Thursday, October 24, 2013

Entergy's Nuclear Limbo Threatens Public Safety

FOR IMMEDIATE RELEASE
October 21, 2013

Entergy's Nuclear Limbo Threatens Public Safety

Contact: Mary lampert, Pilgrim Watch 781-934-0389
 
Entergy that operates the Pilgrim Nuclear Power Station in Plymouth Massachusetts is cutting the workforce, failing to invest in key equipment and personnel, and showing increasing signs of indecision about keeping the reactor running. Entergy's uncertainty creates a unique safety hazard, and nuclear watchdog groups focused on Entergy’s Pilgrim, Vermont Yankee and Fitzpatrick (Pilgrim Watch, Alliance for a Green Economy, Beyond Nuclear, Citizens Awareness Network, and Vermont Citizens Action Network) have asked the Nuclear Regulatory Commission (NRC) to expand an investigation into how Pilgrim’s, Vermont Yankee’s and Fitzpatrick’s (NY) economic problems impact public safety.

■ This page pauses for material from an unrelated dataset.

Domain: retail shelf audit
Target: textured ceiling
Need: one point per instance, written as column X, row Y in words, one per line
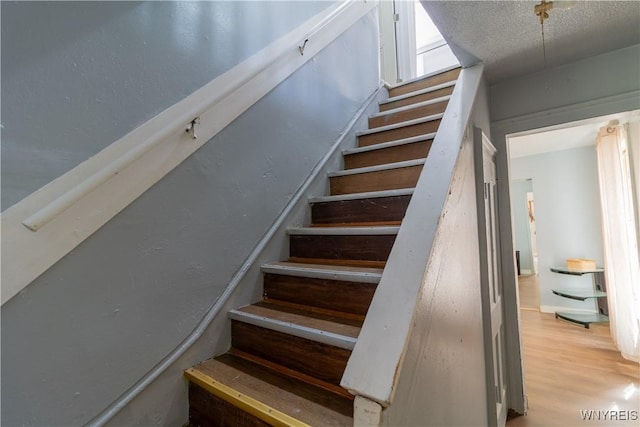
column 506, row 35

The attached request is a supplement to a petition filed in March by the watchdog groups. They pointed to projected financial losses at all three Entergy plants and asked the NRC to enforce its financial qualifications regulations, which require companies to generate enough money to maintain a nuclear reactor.

The NRC agreed on August 7 to investigate Entergy for compliance with the financial qualifications regulation at the three reactors. The supplement asks NRC to expand the scope of the investigation to look deeper into the ways Entergy's decision-making at the plants regarding staffing levels, equipment maintenance, and safety upgrades is affected by economic distress at the plants. The supplement also raises concerns that uncertainty at the plants could impact worker's willingness to stay or to report problems that could impact the company financially.

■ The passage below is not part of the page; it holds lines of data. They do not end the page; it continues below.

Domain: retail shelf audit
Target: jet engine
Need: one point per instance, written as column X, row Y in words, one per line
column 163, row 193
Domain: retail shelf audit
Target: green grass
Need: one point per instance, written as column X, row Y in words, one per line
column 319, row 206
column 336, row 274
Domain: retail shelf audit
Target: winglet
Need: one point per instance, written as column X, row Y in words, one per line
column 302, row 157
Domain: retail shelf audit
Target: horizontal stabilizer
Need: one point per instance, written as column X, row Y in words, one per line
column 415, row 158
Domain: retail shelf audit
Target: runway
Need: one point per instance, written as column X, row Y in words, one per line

Because Entergy cannot compete with cheaper sources of electricity, it is not able to turn a profit at Pilgrim and it is cutting costs on the backs of workers and public safety. Operating a nuclear reactor under financial distress is dangerous so we are calling on the NRC to do its job and investigate Pilgrim’s finances before the cost cutting causes an accident.

Background

Entergy made a bad bet when it bought Pilgrim, Vermont and Fitzpatrick in a newly deregulated (competitive) market. It bought the reactors for a song and initially raked in profits. Things went sour when natural gas came along and wind, and hydro undercut nuclear. Now Pilgrim is running significant deficits, showing losses on the same order as Vermont.




Moreover, Pilgrim is operating less due to unplanned shutdowns and power reductions putting Pilgrim in a deeper financial hole- when a reactor is shut down or operating at low capacity, they lose money.

Pilgrim Operational Performance (January 1-September 27, 2013) -
Add another shutdown October 14th

Power Generation Level
Number of Days
Equivalent Days at Full Operation
0% (shut down)
65
0
1-50%
15
3.75
51-80%
15
9.75
81-90%
21
17.85
91-99%
42
39.9
100% (full power)
112
112
TOTAL
270
183.25



Pilgrim operated at 68% of capacity through September 27; the October 14 shutdown makes it worse.
Entergy wants to satisfy its shareholders, but you cannot safely run a nuclear reactor on the cheap- especially an old reactor with parts breaking down.

Financial distress threat to public health & safety

Just this year, Pilgrim has had 18 Event Reports, an unprecedented number for the industry, and more than ten times the number of shutdowns than the national average. The shutdowns and required event reports to NRC are clear signs that Entergy is not making the necessary investments in personnel and maintenance that are needed to safely run this antique reactor.  To put it in perspective, Pilgrim was built about the time the Beatles appeared on the Ed Sullivan Show and Lyndon Johnson was President.”
I do not know about you but I have gone through many household appliances and cars since the 1960’s.
Absent substantial investments in aging reactors that Entergy is unwilling to make, the public is at risk.